Hot Tip: Use stakeholders to help prioritize evaluation findings before writing your action plan. This will help increase stakeholder buy-in and guide the focus and timeline for implementing evaluation findings. We went through a number of prioritization processes to develop our action plan:
- As coordinator for the program responsible for implementing these changes, I started by separating out the recommendations that I could easily do myself (e.g. minor changes to data collection forms), and which recommendations required stakeholder input (e.g. changes to program curriculum, format, or referral processes). This decreased the number of recommendations that needed to be prioritized.
- After completing this process, we developed criteria for initial prioritization. Some of the criteria we considered included:
- Perceived benefit or impact (How much will this change benefit or impact the program participants? How much will this change benefit or impact the local health departments implementing the program?)
- Importance (How important is this change to program operation?)
- Urgency (How soon does this change need to be implemented?)
- Effort to implement the change (How much effort is required to make this change?)
Cool Trick: Use an online survey to streamline the prioritization process. Stakeholders were given an online survey and asked to complete it before the next monthly meeting. This survey listed the recommendations to be implemented and required that stakeholders rank them by the evaluation criteria. This helped identify areas of consensus among stakeholders and further narrowed the list of recommendations that had to be discussed and prioritized in person.
Results from the survey were presented at the monthly partner meeting. Recommendations that didn’t have clear consensus from the survey were discussed in-person during a group prioritization activity.
Rad Resource: Techniques like an Impact Effort Matrix or the NACCHO Guide to Prioritization Techniques can help guide your group prioritization discussion.
Using the results from these prioritization activities, an action plan was created and each recommendation was assigned a timeline and lead person. Progress on the action plan was reviewed at monthly meetings.
Hot Tip: Creating the action plan as an online shared document will help stakeholders keep track of the recommendations, who is responsible, and the deadlines.
The American Evaluation Association is celebrating Post Evaluation Action Planning Week. All posts this week are contributed by evaluators who came together to write about a simple, but rarely-used tool for encouraging the use of evaluation findings by decision-makers – the action plan. Do you have questions, concerns, kudos, or content to extend this aea365 contribution? Please add them in the comments section for this post on the aea365 webpage so that we may enrich our community of practice. Would you like to submit an aea365 Tip? Please send a note of interest to aea365@eval.org . aea365 is sponsored by the American Evaluation Association and provides a Tip-a-Day by and for evaluators.
“Use stakeholders to help prioritize evaluation findings before writing your action plan. ”
That recommendation brought tears to my eyes.
We hardly ever ask stakeholders what they think.
We fall in love with our pet recommendations and priorities and then wonder why implementation is so rocky.

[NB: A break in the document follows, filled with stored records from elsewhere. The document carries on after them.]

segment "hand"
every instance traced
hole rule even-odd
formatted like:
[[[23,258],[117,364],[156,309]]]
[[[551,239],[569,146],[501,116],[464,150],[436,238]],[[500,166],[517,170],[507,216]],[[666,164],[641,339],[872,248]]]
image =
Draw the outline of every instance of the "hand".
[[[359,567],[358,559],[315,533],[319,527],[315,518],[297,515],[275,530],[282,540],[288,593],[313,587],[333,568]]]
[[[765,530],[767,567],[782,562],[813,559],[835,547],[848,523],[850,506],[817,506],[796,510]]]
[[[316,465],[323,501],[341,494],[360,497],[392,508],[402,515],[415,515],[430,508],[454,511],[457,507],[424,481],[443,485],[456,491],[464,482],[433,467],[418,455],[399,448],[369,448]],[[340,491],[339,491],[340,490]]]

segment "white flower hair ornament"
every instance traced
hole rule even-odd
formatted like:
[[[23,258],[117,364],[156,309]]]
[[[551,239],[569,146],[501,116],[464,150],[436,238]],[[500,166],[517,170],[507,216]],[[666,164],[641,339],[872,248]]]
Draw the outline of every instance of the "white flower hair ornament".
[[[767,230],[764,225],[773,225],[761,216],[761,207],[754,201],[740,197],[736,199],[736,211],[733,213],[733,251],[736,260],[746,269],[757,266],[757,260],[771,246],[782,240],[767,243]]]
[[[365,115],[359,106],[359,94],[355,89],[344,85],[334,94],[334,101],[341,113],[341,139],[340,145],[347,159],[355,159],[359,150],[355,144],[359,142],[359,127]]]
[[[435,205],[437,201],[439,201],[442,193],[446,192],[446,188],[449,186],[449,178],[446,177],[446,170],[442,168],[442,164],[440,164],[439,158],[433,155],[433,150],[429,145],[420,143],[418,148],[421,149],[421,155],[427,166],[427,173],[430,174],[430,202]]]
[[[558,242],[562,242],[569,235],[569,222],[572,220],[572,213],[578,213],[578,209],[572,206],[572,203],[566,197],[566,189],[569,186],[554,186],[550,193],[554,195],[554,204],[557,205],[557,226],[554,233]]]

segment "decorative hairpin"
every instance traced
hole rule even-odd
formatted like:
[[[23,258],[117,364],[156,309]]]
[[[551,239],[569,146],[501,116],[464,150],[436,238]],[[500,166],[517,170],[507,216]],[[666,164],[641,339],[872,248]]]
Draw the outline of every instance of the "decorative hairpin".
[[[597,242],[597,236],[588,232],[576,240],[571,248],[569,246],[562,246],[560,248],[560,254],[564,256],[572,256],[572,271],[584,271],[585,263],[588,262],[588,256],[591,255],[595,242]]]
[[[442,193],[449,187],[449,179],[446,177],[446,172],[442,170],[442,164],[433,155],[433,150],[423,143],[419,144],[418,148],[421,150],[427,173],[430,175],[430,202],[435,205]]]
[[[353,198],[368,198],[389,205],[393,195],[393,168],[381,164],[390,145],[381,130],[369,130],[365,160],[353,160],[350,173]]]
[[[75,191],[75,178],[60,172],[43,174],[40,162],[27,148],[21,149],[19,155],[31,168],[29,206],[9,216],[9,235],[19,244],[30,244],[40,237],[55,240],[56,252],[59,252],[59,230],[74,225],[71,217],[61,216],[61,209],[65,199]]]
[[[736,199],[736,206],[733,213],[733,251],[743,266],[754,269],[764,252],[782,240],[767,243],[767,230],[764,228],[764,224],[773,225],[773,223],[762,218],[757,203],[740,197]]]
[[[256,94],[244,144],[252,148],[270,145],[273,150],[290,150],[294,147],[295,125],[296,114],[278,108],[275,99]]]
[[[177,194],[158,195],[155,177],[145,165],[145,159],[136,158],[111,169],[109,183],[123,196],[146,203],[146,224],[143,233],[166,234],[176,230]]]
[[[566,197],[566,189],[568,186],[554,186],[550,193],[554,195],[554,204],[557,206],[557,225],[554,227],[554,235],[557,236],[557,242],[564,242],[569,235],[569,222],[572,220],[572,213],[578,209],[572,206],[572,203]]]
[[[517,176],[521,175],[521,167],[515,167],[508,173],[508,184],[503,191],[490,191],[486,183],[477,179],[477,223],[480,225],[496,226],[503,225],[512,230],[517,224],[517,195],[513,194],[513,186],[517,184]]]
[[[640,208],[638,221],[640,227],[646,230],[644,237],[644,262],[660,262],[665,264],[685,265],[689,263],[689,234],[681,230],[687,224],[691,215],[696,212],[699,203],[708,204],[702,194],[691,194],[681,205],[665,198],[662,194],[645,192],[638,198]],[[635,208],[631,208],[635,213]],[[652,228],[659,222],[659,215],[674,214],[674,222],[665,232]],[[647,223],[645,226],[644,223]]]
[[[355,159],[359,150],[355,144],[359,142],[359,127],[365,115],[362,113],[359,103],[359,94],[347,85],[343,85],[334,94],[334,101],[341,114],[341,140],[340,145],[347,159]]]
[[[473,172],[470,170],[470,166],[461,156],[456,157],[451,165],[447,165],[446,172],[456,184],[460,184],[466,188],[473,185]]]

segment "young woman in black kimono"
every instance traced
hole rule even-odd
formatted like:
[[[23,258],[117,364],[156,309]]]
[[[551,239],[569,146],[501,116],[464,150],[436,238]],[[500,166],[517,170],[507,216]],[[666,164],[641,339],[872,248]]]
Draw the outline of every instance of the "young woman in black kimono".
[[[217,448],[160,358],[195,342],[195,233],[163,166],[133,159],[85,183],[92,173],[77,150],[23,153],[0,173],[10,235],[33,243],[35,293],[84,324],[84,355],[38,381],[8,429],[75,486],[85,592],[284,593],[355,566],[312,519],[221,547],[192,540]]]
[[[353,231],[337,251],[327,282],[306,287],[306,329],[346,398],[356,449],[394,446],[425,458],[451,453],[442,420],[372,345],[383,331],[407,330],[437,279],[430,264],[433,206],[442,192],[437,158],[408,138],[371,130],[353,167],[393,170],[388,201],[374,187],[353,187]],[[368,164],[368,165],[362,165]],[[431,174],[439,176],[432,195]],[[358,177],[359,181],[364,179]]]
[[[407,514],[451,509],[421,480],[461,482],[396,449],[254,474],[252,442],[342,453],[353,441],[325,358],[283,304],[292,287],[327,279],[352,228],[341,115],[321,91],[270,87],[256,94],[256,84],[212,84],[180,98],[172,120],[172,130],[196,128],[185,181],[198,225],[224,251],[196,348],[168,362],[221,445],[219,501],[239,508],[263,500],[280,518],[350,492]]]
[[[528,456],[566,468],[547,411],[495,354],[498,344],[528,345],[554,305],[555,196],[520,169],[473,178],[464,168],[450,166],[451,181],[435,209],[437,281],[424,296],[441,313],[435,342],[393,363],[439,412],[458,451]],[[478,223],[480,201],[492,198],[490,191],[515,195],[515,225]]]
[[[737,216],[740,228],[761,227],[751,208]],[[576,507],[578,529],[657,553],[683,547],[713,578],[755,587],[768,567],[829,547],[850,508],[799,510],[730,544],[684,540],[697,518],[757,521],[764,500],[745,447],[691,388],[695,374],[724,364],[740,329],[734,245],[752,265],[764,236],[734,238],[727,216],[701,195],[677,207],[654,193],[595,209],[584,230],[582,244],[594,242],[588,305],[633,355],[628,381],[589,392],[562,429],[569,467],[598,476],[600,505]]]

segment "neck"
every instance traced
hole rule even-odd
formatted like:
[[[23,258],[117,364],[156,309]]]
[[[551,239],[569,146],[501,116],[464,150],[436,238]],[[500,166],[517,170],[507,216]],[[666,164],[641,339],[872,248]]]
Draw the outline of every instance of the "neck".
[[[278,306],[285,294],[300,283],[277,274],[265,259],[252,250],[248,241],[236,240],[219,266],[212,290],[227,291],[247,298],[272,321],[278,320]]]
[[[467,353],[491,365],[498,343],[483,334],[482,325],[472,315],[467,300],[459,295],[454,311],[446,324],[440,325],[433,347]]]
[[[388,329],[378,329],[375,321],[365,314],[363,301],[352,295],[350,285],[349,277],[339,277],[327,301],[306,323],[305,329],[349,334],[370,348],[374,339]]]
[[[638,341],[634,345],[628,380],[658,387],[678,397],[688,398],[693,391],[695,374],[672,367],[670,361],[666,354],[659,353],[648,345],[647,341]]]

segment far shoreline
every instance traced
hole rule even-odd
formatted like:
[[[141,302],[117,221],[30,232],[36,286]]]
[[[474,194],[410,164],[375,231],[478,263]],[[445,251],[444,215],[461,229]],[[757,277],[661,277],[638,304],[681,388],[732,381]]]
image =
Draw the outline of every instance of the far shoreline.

We need more cool tools like this.
Hi Kellie,
Thanks for sharing your evaluation process as it pertains to the Utah Asthma program.
In my experience any time a project on this scale is rolled out – evaluating it can be challenging.
I really liked the idea of engaging stake holders prior to meetings, specifically online. I think that this allows for stakeholders to complete the surveys on their own time (which may increase response rates) and allows you a way to collect data easily. I am definitely going to utilize this in my next evaluation process.
Have you thought about engaging participants of the study in the same manner to see if the program has been helpful (if you haven’t already)?